Sua rotina passou a ser visitas às UTIs nas segundas, quartas e sextas-feiras pela manhã, e atendimento em hospitais à tarde, com apoio da Legião de Maria na preparação dos doentes. Realizou esse trabalho sozinho por 32 anos, até 2020, quando a pandemia de coronavírus e recomendações médicas o afastaram das visitas hospitalares.
Por coincidência a casa onde reside hoje leva o mesmo nome do início de sua vida sacerdotal, São José. “Acredito que é o convívio com os jovens seminaristas que me dá energia para viver”, brinca Pe. Santo.


Ele acredita que a boa alimentação, a isenção de vícios e cuidados preventivos são importantes para ter longevidade com qualidade de vida. Tanto que tem acompanhamento médico constante e agenda semanal com psicólogo e fisioterapeuta, além de tomar cuidado ao caminhar e evitar esforços excessivos.

Lembranças
Dono de uma memória impecável, que lhe traz à tona datas e nomes com perfeição, Pe. Santo ressalta as diferenças entre o passado e o presente: “atualmente, os seminaristas ingressam com formação escolar mais completa, têm mais liberdade nas saídas semanais, contato com o comércio, visitas à família em caso de necessidade, e maior autonomia. O exercício do sacerdócio também evoluiu muito”, destaca, lembrando que enfrentou estradas de terra, sem asfalto, até 1964, e dificuldades de transporte, utilizando jipe, cavalo e, por vezes, caminhando muitos quilômetros para chegar a comunidades remotas. “As viagens eram longas e cansativas”.
Entre as lembranças também está a primeira festa do seminário realizada em 1968, quando os 4 mil kg de carne, somavam todas as partes dos bois doados e foram cortadas com serrote e assados em espetos de madeira no chão do bosque.
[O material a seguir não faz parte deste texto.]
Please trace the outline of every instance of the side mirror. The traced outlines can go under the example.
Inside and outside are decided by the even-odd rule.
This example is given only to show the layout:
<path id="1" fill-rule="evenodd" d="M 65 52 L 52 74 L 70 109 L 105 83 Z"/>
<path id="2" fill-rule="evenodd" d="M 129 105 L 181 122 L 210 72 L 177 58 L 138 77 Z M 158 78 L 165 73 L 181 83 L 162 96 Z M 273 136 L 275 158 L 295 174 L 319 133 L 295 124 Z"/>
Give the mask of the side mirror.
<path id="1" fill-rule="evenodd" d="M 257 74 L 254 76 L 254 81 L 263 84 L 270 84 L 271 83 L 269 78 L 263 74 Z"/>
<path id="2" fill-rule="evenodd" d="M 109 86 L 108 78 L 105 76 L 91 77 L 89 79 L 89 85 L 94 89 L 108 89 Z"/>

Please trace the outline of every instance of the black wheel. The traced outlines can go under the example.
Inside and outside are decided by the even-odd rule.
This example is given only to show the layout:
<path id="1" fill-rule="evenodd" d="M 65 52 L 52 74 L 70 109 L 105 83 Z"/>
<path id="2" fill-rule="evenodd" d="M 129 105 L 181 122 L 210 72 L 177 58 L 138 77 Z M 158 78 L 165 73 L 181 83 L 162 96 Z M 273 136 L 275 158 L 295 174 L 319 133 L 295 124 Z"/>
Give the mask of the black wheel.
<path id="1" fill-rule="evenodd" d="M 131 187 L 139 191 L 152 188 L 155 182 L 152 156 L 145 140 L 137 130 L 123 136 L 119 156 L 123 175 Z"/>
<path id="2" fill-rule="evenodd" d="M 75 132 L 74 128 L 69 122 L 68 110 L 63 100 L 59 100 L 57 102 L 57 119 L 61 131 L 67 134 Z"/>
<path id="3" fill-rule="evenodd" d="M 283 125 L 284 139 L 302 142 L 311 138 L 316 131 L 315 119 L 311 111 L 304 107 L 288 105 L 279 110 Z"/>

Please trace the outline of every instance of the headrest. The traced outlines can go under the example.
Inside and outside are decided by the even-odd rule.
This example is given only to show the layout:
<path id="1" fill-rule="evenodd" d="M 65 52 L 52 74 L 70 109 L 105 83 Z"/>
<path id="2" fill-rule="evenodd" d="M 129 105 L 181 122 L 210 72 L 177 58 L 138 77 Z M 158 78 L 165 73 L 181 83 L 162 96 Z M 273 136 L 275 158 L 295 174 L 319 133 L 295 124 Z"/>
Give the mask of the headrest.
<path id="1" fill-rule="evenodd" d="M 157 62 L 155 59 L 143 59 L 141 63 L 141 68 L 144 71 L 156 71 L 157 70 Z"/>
Em muitos momentos essas lembranças são compartilhadas com os jovens seminaristas, mostrando-lhes as dificuldades e desafios enfrentados no passado, e ressaltando as facilidades e oportunidades do presente, incentivando-os a valorizar a experiência e a missão pastoral. “Hoje, os seminaristas ingressam com formação escolar completa, têm mais liberdade, contato com a família e oportunidades de atuação pastoral, em contraste com a rígida disciplina e isolamento do passado”, salienta, ao afirmar que: “A a vocação é um chamado divino, não uma escolha pessoal”.

Agradecimento
“Quero agradecer a Deus pela minha longevidade – 96 anos de vida e 68 anos de sacerdócio. No meu caminhar sempre fui amparado pela proteção de Maria, Mãe da Igreja, Mãe de Deus e Nossa Mãe”, descreve Pe. Santo Pelizzer, que sempre foi guiado por seu lema sacerdotal: “A Jesus por Maria”.